2014 Trends: #7 Have Perceptions of Gender and Leadership Turned a Corner?

Our second post this week highlights the seventh trend from our whitepaper on the ethics and compliance trends to watch in 2014. We thought we’d pose this as a question because of the relatively quick shift in business culture around this topic.

#7 Have Perceptions of Gender and Leadership Turned a Corner?

The spirited debate over Sheryl Sandberg’s and Nell Sovell’s book Lean in – Women, Work and the Will to Lead was clear evidence last year that gender and corporate leadership still remain contentious issues.

While the debate on strategies and leadership styles continued in 2013, unfortunately progress toward breaking the glass ceiling seems to have stalled. Less than 5 percent of Fortune 500 companies have a woman at the helm, and only 14 percent of executive officer positions at these companies are held by women. At the highest levels of the American workforce, less than 20 percent of the top leadership jobs are held by women overall, according to a new national study, Benchmarking Women’s Leadership in the United States.

The similar lack of progress in Board representation has led California, the city of Philadelphia, the European Commission, Norway, India and others to increase pressure on corporations to add more women to boards. It’s likely that such government actions will become more common in 2014.

On the positive side, there was some evidence that 2013 may have been the year that perceptions of women leaders began to turn a corner. We note that stories about newsmakers including Janet Yellin at the U.S. Federal Reserve, Christine Lagarde at the IMF, Mary Jo White at the SEC, as well as CEOs Mary Barra at GM, Meg Whitman at HP, Virginia Rometty at IBM, Patricia Woertz at ADM and Marissa Mayer at Yahoo were, for the most part, about their policy decisions, experience, mistakes and achievements – and not about their gender. It’s a subtle change, but one worth noting.

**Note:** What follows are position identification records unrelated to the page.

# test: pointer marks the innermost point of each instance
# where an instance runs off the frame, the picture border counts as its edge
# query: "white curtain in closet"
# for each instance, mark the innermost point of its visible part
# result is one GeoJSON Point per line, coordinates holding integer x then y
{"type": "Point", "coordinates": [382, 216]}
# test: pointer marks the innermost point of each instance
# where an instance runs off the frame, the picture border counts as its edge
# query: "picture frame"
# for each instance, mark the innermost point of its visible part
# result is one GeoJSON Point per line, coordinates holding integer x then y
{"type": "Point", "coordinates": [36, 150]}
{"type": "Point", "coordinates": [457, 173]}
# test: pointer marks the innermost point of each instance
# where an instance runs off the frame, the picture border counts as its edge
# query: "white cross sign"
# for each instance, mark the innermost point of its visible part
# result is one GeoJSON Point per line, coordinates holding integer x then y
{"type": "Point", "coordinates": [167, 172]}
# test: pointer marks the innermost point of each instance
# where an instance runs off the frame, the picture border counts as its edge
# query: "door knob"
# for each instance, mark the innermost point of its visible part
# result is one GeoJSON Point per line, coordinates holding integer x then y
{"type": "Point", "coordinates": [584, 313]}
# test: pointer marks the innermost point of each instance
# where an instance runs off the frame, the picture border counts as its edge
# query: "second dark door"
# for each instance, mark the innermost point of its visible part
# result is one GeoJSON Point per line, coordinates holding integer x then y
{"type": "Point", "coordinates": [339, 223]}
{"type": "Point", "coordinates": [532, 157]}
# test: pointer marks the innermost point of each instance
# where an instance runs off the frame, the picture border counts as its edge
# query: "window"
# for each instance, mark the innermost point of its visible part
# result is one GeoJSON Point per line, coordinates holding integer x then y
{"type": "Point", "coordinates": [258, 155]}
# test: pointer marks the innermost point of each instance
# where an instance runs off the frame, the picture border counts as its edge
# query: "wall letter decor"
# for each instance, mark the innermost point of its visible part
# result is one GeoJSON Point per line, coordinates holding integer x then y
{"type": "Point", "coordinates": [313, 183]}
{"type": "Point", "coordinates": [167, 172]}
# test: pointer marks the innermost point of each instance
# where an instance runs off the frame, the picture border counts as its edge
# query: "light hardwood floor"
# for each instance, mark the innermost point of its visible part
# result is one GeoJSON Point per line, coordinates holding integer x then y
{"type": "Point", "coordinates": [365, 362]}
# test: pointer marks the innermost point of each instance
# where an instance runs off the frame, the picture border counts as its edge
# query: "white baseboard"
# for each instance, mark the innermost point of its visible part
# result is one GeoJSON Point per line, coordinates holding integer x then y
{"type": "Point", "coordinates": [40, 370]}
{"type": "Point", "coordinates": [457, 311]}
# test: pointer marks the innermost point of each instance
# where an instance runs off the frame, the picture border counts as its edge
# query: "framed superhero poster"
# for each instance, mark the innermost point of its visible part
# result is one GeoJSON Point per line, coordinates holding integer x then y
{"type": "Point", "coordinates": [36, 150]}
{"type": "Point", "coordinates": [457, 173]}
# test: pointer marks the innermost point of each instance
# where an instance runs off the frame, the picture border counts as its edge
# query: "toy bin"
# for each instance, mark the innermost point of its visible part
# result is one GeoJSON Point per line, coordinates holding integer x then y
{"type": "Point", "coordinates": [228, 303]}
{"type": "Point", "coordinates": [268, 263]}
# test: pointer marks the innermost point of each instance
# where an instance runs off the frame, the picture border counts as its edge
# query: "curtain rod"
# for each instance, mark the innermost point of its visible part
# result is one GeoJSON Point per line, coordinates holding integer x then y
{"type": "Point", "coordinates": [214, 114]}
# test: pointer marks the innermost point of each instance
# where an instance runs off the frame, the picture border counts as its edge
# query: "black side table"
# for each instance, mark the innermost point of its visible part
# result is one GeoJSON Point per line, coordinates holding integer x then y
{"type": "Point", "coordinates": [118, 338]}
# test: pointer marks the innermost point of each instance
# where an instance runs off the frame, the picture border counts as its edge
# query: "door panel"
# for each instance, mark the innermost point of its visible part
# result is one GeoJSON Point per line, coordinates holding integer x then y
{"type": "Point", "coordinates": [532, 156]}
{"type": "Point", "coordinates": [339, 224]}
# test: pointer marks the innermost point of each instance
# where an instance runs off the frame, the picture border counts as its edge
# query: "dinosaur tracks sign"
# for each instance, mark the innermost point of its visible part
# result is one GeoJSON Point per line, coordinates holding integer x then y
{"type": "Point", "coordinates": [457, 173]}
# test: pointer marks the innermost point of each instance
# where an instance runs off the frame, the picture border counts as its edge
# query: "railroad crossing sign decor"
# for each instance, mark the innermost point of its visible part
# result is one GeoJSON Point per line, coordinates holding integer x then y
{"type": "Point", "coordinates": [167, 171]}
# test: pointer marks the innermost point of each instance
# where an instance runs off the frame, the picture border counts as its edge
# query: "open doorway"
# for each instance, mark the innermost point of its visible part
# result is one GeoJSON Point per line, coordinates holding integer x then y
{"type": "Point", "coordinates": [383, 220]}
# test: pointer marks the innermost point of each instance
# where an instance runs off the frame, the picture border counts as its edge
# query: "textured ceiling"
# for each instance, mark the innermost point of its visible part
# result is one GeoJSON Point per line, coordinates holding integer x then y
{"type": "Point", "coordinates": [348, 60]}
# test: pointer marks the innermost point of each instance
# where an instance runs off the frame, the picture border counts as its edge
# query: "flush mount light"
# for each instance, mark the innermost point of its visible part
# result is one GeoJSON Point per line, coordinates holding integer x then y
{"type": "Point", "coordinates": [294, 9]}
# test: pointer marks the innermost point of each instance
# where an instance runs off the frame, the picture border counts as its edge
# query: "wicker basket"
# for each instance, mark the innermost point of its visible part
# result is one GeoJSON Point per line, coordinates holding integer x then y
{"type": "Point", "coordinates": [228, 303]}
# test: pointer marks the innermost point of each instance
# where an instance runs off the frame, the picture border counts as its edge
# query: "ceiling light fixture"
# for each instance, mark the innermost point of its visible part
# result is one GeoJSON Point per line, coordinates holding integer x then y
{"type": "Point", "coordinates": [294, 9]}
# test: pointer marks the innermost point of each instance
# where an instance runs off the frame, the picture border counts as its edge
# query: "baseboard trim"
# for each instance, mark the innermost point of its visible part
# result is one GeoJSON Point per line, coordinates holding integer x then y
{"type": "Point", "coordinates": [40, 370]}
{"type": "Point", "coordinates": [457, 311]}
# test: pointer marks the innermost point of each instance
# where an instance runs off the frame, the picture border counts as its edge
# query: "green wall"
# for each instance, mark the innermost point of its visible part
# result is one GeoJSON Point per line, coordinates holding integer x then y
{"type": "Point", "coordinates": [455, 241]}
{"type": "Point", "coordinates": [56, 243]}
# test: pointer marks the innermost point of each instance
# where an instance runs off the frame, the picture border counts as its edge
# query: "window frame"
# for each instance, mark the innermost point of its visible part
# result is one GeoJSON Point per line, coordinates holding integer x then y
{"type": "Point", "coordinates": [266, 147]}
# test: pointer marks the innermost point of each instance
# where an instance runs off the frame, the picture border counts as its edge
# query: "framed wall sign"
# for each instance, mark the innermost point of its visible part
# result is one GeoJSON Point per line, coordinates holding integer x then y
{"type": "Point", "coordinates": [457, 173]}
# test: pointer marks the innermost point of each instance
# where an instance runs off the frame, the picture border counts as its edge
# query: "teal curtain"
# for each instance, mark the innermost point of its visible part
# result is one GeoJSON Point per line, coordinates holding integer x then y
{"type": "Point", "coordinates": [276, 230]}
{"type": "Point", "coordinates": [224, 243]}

Also of note, while women hold only one in eight of the executive and board positions in California’s top 400 public companies, an annual UC Davis study shows incremental progress -- the percentage of women in these top decision-making posts has increased, and the number of companies with no women executives and board directors at all is dropping.

Looking ahead, another development to watch is the already large and growing percentage of women in ethics officer positions. According to the Society for Corporate Compliance and Ethics (SCCE) the percentage of their members who are women is approaching 60 percent. This could have interesting ramifications for our profession and is an area worth studying. We encourage our readers to work with industry associations and think tanks to research this trend and its consequences.

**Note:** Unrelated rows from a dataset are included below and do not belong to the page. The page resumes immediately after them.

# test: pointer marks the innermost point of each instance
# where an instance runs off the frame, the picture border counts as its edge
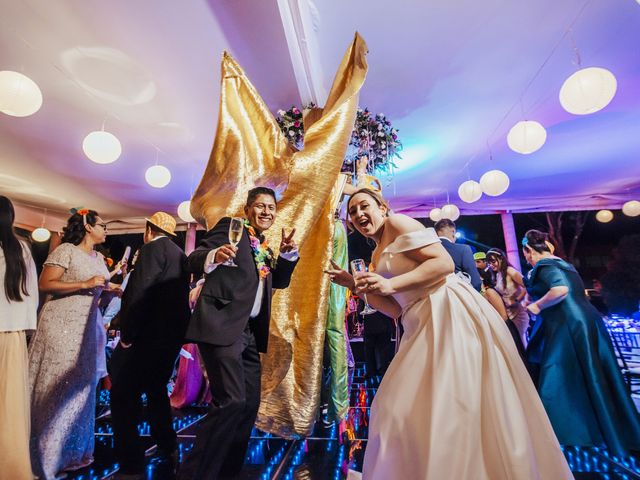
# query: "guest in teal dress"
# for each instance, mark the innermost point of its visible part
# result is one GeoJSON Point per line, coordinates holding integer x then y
{"type": "Point", "coordinates": [578, 379]}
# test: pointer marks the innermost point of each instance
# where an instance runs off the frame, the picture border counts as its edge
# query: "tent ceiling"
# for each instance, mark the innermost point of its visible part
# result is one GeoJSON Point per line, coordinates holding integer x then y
{"type": "Point", "coordinates": [453, 77]}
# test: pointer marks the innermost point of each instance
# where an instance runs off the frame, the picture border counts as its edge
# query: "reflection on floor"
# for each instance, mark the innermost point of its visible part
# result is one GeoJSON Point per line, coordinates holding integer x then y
{"type": "Point", "coordinates": [322, 456]}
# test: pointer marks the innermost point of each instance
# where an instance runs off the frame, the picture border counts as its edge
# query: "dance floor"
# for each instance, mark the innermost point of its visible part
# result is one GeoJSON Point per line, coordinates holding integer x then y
{"type": "Point", "coordinates": [322, 456]}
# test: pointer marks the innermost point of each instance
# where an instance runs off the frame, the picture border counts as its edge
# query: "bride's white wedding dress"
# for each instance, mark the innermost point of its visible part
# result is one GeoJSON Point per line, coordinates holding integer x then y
{"type": "Point", "coordinates": [457, 401]}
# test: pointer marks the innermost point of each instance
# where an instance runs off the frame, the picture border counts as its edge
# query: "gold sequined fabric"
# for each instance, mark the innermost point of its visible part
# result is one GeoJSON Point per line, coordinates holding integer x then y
{"type": "Point", "coordinates": [249, 150]}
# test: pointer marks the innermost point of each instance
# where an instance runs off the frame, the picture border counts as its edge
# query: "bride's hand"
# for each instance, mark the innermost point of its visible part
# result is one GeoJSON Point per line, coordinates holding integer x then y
{"type": "Point", "coordinates": [370, 282]}
{"type": "Point", "coordinates": [340, 276]}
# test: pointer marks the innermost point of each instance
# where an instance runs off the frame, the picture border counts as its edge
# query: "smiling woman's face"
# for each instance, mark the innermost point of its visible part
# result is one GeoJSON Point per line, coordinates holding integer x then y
{"type": "Point", "coordinates": [366, 215]}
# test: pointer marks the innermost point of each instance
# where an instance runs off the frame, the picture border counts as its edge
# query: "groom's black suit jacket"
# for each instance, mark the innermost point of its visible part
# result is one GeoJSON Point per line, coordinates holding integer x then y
{"type": "Point", "coordinates": [226, 300]}
{"type": "Point", "coordinates": [155, 305]}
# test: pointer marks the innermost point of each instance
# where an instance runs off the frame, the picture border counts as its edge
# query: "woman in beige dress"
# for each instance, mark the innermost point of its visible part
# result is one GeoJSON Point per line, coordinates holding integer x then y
{"type": "Point", "coordinates": [63, 355]}
{"type": "Point", "coordinates": [456, 401]}
{"type": "Point", "coordinates": [18, 309]}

Some questions to consider:

  • Are there discernible differences between men and women’s approach to business ethics, especially with respect to management style, collaboration and communication?
  • Is there evidence that the ethics office has become the new HR – a safe place to park female high-achievers, while keeping them off the CEO track?
  • Is there pay equity between men and women who hold comparable ethics and compliance positions? Is their clout also comparable as measured by title or level in the organization, to whom they report and who comprises their in-house network?
  • Are there any identifiable differences between how employees view the ethics and compliance function if it is headed by a man or a woman? Are the findings the same in all industries? In all countries?